Take Your Medications As Prescription
If you're already on them, that is. New prescription pills at random are not appropriate for Secret Santa presents.
Consume Food And Drinks With Caution
Too much liquor, excessive use of salt, an overload of sugar, too much-saturated fat, and far too many unnatural substances should be avoided.
Prevent Foreseeable Conflict
Remember the “ding-dong, ding-dong" chorus from Paul McCartney's “Wonderful Christmastime"? This is the kind of thing someone will do at a family gathering that will cause tension and conflicts. Why waste time rehashing an issue that will never be resolved? Instead, try holding your mouth figuratively rather than literally, which would be strange.
Avoid Overexerting Yourself
Make sure you’re in a decent enough physical form before you plough snow, chop wood, or attempt to descend a chimney. Also, if you don’t want to appear silly, make sure there is snow before you shovel.

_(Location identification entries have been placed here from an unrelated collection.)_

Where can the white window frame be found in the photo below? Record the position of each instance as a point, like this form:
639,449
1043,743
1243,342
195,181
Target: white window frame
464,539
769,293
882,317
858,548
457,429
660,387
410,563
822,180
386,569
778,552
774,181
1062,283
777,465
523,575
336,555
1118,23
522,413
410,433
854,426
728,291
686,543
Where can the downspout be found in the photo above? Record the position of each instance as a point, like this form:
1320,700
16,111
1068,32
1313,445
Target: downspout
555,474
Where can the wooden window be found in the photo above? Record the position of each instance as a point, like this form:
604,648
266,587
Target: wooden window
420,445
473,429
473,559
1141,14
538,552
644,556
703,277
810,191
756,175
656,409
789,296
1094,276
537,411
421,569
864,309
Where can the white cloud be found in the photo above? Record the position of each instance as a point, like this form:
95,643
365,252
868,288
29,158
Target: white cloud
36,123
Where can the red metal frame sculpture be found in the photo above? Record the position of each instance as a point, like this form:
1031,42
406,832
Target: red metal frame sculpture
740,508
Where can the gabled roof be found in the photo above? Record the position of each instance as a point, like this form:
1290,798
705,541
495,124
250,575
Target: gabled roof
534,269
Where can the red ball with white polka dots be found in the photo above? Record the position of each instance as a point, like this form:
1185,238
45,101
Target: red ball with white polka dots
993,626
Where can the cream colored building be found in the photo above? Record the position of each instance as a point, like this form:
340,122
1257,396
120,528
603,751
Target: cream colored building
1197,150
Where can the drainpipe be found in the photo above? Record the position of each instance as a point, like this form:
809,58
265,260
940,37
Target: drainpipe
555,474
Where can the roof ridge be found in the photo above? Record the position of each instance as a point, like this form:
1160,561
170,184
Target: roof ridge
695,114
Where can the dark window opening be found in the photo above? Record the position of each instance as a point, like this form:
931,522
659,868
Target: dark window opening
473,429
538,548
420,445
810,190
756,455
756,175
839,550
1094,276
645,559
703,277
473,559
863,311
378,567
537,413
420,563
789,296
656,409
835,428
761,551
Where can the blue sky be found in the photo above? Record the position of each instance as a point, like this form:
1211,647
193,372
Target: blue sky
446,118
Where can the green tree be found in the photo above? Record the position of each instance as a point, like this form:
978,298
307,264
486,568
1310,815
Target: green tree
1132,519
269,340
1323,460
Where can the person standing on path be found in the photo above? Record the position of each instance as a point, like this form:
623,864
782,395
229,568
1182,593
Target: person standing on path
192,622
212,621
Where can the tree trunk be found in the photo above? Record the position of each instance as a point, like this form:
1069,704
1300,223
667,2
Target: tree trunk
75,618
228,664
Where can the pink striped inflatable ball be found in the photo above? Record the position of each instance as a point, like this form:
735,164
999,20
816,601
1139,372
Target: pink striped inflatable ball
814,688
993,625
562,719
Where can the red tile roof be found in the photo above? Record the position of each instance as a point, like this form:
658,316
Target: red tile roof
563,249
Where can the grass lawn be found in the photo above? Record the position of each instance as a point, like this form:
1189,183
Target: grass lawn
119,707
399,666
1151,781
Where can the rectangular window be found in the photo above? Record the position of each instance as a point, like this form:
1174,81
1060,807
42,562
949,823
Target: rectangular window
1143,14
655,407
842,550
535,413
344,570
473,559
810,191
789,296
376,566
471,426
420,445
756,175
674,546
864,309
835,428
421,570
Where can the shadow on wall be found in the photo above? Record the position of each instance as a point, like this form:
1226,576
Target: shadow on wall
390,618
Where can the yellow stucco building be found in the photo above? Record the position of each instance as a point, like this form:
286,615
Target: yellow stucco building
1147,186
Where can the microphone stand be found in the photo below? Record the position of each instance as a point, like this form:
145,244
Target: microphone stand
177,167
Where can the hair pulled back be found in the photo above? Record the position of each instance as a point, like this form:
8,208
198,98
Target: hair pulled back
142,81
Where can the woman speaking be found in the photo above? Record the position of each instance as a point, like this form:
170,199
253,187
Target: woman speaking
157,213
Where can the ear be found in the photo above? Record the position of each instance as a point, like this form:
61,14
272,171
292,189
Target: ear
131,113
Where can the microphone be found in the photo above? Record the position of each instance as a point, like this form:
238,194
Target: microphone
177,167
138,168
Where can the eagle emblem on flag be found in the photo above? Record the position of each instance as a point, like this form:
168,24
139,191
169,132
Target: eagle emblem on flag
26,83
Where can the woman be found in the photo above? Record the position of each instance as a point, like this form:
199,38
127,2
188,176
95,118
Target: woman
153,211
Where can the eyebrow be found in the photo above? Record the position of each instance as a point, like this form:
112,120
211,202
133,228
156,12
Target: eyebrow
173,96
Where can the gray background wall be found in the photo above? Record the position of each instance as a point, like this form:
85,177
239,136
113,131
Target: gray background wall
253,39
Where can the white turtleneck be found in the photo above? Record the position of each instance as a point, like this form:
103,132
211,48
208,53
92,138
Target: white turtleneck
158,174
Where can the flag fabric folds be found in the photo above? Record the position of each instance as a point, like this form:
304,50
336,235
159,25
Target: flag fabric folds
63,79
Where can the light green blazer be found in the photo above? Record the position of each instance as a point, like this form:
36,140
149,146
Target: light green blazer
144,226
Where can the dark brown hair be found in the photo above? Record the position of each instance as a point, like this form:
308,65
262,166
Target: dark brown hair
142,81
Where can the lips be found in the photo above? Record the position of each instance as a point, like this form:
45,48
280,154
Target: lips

Establish Realistic Expectations
Don't allow advertisements, ads, marketing, or other people's bragging to generate unreasonable holiday expectations. A neurology resident once said that pleasure equalled reality minus aspirations. When expectations for a holiday are high, such as when someone sends you elf suspenders as a Secret Santa present when you wanted elf trousers, there will be a lot of disappointment.
Use Social Media Carefully
Other individuals may feel tense and may vent their irritations on you. Messages can be easily misunderstood, especially if someone reads them differently than intended.
Inform Others If You Feel Lonely
If your “friends" condemn you for feeling lonely, they aren't indeed your friends, and you should find new ones. You'd be amazed how many other individuals feel the same way you do but don't say anything about it. Many individuals may be lonely without even noticing it.
Inform People Around You If You Are Suffering Symptoms
Keep an eye out for any chest discomfort, tightness, breathlessness, dizziness, lightheadedness, or arm tingling.
Maintain A Sense Of Perspective
Remember that the holidays are merely a season that will pass. You won't have to listen to Madonna's “Santa Baby" for long.
Most importantly, remember that it’s perfectly OK if you don’t feel like “It’s the Most Wonderful Time of the Year." Everyone’s life is unique. Don’t forget the importance of the larger picture and allow what occurs in a few days to ruin your whole year.